心がなければ、言葉とも呼べない音の塊は宙に浮いて弾けた。

「こっち、見てください」
「ああ、うん」

また同じ答え。
竜崎は本を熱心に読む月の姿に頬を膨らませた。
山のように積んであったお菓子も今では萎んだように、無い。
手持ちぶさたになった。
竜崎は空に近づいたシュガーポットの蓋へと手を伸ばす。
止められた。

「体に悪いって、いつも言ってるだろ?」

ようやく言葉を聞かせてくれたと思えば、素直じゃない口は急須の様に熱く怒る。
しかし、それより返事を貰えたという事実こそが竜崎を喜ばせた。
単純なのである、隠さずとも。

「月君が構ってくれなくて、暇だったんです」
「僕はお前の暇潰しの道具じゃない」
「でも、旦那ですよ。

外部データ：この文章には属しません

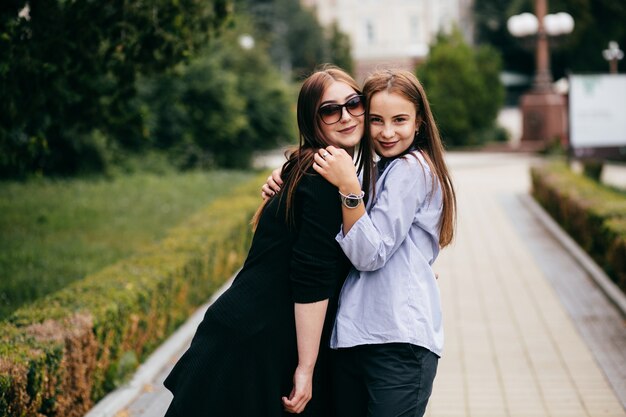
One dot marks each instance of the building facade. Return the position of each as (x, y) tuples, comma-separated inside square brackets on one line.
[(392, 33)]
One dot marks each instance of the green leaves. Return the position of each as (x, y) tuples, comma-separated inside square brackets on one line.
[(463, 88)]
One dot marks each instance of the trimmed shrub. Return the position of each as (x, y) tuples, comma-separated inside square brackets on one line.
[(64, 352), (593, 214)]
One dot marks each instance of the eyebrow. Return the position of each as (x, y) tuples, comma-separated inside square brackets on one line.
[(395, 115), (335, 101)]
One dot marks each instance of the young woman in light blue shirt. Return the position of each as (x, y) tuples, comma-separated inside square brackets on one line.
[(388, 333)]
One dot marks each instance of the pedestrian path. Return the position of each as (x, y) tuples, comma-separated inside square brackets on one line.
[(528, 333)]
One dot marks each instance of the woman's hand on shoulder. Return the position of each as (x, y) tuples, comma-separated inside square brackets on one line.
[(272, 185), (337, 167)]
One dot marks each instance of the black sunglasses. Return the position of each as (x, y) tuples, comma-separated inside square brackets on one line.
[(331, 113)]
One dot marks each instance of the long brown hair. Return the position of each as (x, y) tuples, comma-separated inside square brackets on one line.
[(427, 139), (300, 160)]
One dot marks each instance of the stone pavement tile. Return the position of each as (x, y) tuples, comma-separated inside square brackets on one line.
[(507, 332)]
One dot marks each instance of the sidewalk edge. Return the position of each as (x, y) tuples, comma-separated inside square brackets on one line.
[(602, 280), (117, 400)]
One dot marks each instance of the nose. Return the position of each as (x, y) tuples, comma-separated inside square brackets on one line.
[(345, 115), (388, 132)]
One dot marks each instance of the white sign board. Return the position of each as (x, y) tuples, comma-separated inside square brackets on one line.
[(597, 111)]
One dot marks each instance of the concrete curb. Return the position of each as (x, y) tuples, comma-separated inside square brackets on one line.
[(119, 399), (602, 280)]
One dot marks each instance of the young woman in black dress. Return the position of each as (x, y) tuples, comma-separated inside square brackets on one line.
[(261, 349)]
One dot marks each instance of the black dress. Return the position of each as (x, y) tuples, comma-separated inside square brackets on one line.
[(242, 358)]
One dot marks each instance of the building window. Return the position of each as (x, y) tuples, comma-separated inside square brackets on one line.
[(414, 29), (369, 30)]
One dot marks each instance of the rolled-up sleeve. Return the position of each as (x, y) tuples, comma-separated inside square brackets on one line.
[(376, 236), (316, 257)]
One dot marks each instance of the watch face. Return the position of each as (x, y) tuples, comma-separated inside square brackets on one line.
[(351, 202)]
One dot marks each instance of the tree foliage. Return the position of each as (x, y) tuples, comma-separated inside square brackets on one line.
[(463, 88), (68, 72), (219, 108), (297, 42)]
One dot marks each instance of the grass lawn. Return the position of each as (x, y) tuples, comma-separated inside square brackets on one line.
[(53, 232)]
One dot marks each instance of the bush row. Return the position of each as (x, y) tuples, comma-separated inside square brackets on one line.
[(64, 352), (593, 214)]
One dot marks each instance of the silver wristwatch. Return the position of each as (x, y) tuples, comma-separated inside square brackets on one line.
[(352, 200)]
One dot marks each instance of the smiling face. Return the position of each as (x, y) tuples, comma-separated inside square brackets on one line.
[(393, 123), (348, 131)]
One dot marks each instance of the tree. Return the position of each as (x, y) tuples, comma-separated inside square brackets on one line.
[(68, 69), (297, 42), (463, 88), (225, 104)]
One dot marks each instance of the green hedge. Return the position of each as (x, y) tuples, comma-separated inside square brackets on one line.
[(593, 214), (64, 352)]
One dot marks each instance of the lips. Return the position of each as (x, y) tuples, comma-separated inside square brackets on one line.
[(387, 144), (348, 130)]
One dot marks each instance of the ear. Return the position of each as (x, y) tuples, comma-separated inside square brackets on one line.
[(418, 123)]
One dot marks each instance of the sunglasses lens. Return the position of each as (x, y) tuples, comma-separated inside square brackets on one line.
[(331, 113), (355, 106)]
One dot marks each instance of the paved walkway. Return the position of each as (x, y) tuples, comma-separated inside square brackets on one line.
[(528, 333)]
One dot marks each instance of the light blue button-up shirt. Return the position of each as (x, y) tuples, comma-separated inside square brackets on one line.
[(391, 294)]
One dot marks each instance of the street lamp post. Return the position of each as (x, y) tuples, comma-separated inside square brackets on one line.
[(544, 117), (613, 54)]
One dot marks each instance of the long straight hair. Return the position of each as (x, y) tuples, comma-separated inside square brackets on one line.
[(427, 138), (300, 160)]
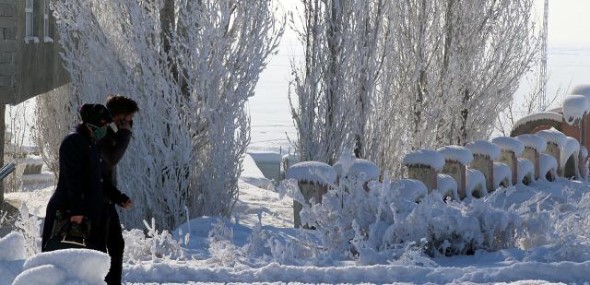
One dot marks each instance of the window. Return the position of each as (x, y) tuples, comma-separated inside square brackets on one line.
[(29, 19), (46, 28)]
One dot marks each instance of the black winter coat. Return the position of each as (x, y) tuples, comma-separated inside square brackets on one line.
[(80, 189), (112, 148)]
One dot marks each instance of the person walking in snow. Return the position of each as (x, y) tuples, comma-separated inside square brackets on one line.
[(79, 195), (112, 149)]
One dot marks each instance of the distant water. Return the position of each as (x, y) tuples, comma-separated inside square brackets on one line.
[(567, 67), (272, 125)]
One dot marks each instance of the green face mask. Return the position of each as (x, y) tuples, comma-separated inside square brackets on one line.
[(99, 133)]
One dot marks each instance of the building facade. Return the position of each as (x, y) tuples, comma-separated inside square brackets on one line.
[(30, 63)]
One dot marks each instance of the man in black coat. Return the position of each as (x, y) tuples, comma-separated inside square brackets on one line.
[(112, 149), (80, 191)]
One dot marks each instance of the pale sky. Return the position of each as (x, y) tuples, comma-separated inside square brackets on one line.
[(569, 22)]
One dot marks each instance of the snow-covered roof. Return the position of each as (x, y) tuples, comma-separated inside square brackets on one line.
[(525, 167), (574, 107), (509, 144), (456, 153), (501, 172), (547, 163), (485, 148), (533, 141), (554, 116), (425, 157), (571, 147), (552, 135), (359, 167), (312, 171)]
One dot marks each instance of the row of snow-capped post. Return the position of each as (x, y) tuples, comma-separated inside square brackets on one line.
[(456, 172), (483, 166), (315, 178)]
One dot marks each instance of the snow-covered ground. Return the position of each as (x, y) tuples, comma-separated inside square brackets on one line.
[(212, 250)]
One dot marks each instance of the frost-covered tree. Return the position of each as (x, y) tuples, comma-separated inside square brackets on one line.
[(191, 72), (425, 74), (459, 64), (332, 94)]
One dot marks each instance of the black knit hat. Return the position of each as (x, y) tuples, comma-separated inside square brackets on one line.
[(94, 114)]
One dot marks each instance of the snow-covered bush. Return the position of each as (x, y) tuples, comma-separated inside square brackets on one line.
[(389, 216), (29, 226), (153, 245), (191, 65)]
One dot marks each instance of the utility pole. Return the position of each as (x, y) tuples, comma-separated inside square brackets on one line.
[(543, 67)]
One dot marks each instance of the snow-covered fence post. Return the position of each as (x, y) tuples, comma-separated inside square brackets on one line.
[(533, 146), (582, 164), (424, 165), (484, 154), (511, 149), (360, 170), (313, 178), (574, 109), (456, 160), (569, 158), (555, 141)]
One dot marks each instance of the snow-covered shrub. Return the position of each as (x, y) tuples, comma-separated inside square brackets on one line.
[(444, 227), (221, 244), (191, 65), (29, 226), (264, 246), (153, 245)]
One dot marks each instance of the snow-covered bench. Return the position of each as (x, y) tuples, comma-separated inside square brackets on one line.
[(533, 146), (313, 178), (511, 149), (555, 142)]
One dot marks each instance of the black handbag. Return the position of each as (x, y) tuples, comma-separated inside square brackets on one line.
[(66, 234)]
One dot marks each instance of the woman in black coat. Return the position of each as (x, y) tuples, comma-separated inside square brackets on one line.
[(79, 194)]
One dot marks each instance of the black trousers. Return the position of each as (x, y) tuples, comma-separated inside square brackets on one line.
[(115, 246)]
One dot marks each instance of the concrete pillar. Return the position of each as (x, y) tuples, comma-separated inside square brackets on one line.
[(509, 158), (486, 166), (554, 150), (313, 179), (457, 170)]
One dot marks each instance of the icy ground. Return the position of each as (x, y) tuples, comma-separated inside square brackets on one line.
[(209, 250)]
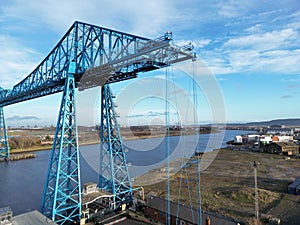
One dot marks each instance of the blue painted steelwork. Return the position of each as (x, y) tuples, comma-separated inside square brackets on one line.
[(62, 193), (115, 54), (114, 176), (4, 147), (89, 56)]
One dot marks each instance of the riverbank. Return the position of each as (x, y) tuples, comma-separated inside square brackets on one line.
[(227, 185), (126, 136)]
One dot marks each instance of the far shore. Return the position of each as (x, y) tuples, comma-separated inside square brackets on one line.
[(83, 143)]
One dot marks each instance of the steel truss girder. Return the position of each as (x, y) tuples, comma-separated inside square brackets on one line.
[(114, 176), (4, 146), (62, 192), (122, 55)]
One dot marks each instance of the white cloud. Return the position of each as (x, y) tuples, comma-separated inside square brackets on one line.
[(16, 61), (136, 16), (233, 8), (264, 41)]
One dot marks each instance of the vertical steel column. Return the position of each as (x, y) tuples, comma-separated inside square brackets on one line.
[(114, 176), (4, 147), (62, 193)]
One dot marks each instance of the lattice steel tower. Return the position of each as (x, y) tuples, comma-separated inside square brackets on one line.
[(4, 147), (62, 192), (114, 176)]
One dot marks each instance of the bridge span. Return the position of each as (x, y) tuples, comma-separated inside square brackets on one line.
[(88, 56)]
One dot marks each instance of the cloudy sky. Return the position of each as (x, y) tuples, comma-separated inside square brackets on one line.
[(251, 47)]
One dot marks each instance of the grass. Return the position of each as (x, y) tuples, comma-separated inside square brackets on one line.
[(227, 186)]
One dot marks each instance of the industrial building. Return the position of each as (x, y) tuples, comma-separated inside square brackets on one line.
[(284, 148)]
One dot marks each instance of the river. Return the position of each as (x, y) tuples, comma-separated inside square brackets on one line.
[(22, 182)]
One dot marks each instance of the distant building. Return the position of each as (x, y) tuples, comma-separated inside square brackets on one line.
[(294, 188), (284, 148), (238, 139), (181, 214), (280, 131)]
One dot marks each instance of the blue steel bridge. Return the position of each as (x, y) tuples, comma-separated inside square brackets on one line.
[(88, 56)]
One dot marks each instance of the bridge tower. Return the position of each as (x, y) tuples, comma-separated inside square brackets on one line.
[(62, 192), (114, 176), (4, 147)]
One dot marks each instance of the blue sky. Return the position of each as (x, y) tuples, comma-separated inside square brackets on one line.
[(252, 49)]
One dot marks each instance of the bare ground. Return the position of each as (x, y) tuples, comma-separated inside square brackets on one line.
[(227, 184)]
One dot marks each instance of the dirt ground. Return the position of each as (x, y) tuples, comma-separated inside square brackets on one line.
[(227, 184)]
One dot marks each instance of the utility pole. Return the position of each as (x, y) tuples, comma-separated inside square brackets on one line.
[(255, 166)]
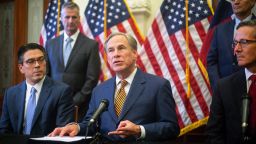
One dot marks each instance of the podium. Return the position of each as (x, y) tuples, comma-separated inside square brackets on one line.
[(22, 139)]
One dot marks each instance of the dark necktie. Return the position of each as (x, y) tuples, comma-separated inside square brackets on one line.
[(30, 111), (252, 94), (120, 98)]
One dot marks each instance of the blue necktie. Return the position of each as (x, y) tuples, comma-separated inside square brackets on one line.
[(30, 111), (67, 50)]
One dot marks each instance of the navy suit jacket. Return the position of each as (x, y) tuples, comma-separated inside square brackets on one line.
[(149, 103), (224, 125), (221, 61), (54, 108), (82, 70)]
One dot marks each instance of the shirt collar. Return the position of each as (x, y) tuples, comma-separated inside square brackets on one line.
[(37, 86), (248, 73), (74, 36), (129, 79)]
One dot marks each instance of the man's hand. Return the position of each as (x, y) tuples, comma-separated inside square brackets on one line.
[(70, 130), (126, 129)]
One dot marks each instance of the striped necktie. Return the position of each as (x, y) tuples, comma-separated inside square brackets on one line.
[(30, 111), (67, 50), (120, 98), (252, 116)]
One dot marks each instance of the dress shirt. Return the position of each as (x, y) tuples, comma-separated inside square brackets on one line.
[(129, 80), (247, 75)]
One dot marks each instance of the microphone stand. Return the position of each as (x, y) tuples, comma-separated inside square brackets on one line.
[(96, 139)]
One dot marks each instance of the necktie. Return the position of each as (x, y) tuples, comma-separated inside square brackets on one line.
[(252, 94), (120, 98), (30, 111), (67, 50)]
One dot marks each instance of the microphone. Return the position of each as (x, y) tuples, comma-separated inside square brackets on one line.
[(102, 107), (245, 112)]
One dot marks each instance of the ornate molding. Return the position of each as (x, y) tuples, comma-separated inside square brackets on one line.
[(140, 7)]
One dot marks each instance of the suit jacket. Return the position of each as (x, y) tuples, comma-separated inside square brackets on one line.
[(82, 69), (224, 125), (54, 108), (149, 103), (221, 61)]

私」
「それとこれとでは話が違うだろ。暇なら子供たちの相手をしてやれ」

リビングにプラスチック製の線路を走らせ、楽しんでいるのかわからない無表情で遊ぶニア。
隣では、網目を潜るようにその中心に陣取ったメロがゲームをしながらチョコを食べている。
月の言いたいことに、竜崎はあからさまに眉を寄せた。

「月君と遊びたいです」
「お前が子供になってどうする。子供たちの相手ぐらいできるだろ?」
「素直じゃなくて可愛くありませんし、第一月君に似てません」

元も子もないような台詞を言う竜崎に、月は読んでいた本を閉じた。
遊んでくれるのかと、正しく子供のように楽しげにする竜崎を尻目に月は席を立つ。

「じゃあ、僕が遊ぶからそっち宜しく」
「…は?」

固まる竜崎を放置し、二人の子供は喜んだ。

「月も一緒!?」
「賢明な判断です。流石、月さん」

満面の笑顔のメロと、無表情ながらも嬉しそうなニアに手をひかれ月は子供たちの輪に入る。
残された竜崎は、机に置かれたままの献立表を見て凍りついた。
料理なんて、と言いたいが口を開けない雰囲気を漂わせる三人に竜崎は影で涙し、バレないようにワタリへと連絡を入れる。
しかし、三人にその行為がお見通しだったのは言うまでもない。